The Sound of Inevitability
By Paul Gilbert
That sound I hear in the not-so-distant distance is the same one that I’m sure you hear: it’s the sound of inevitability. Just like clockwork, the middle of August is here again and with it, the NASCAR-like race we know as the 2018-19 school year. Are you buckled up?
I use the auto-racing metaphor to describe the onset of the fall season because I think it’s one that we all intuitively understand. We’ve all been hanging just back of the starting line in our summer pace car, but now that the starter has waved the green flag, it’s gone from 0 to 180 MPH over the course of just a few days. It’s hard to know when we will all see the checkered flag together at the finish line, but it will probably be sometime around Christmas!
Before we all press the petal-to-the-metal, though, I want us to ponder this simple question: is this the way it’s supposed to be? I’m not speaking so much about the things that God is calling us to do – work, school, sports, ministry, and travel. I’m thinking more about the WAY that we go about doing them, the sort of spiritually numbed-out and relationally disconnected pace that the new season seems to throw us into, putting us into crazy mode - reactive vs. thoughtful, frenetic vs. prayerful, secular vs. sacred, disenchanted vs. enchanted.

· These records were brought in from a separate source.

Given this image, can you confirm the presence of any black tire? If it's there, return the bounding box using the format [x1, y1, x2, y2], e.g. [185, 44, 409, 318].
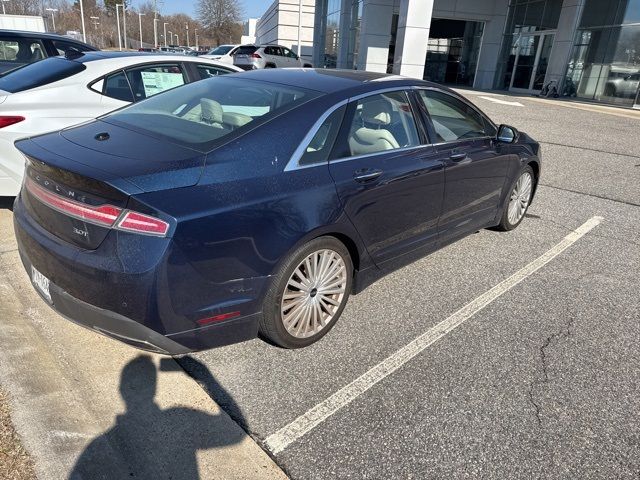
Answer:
[495, 165, 536, 232]
[259, 237, 353, 348]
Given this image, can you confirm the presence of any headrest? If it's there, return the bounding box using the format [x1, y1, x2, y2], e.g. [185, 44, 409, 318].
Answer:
[362, 97, 393, 125]
[200, 98, 222, 125]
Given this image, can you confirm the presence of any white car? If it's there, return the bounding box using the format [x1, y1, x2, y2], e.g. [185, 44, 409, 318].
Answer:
[200, 45, 240, 65]
[0, 52, 242, 196]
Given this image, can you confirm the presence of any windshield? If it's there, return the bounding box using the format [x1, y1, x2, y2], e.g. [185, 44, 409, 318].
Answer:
[103, 76, 319, 152]
[0, 57, 86, 93]
[209, 45, 233, 55]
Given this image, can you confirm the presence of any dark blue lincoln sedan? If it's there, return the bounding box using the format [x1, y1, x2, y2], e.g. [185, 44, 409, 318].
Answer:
[14, 69, 540, 354]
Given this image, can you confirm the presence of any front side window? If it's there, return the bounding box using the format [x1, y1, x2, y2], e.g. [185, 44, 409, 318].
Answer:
[348, 92, 420, 156]
[127, 63, 187, 102]
[103, 75, 318, 152]
[298, 106, 346, 165]
[420, 90, 487, 143]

This last contrast – enchantment vs. disenchantment – comes from the title of Mike Cosper’s book that we are going to be studying together at Reboot 2.0. For the uninitiated, Reboot is our annual fall kick-off that we do on the first three Wednesday nights of the school year. August 15, 22, and 29 are the dates this go around, and we are already readying the food selections for dinner, the snow cone truck, the children’s and student activities, and our worship and gathering times in anticipation of coming together as a church family. My prayer is that God will use our times together to show us a fresh vision for what it means to seek him and to walk before his face in the midst of a crazy-busy life.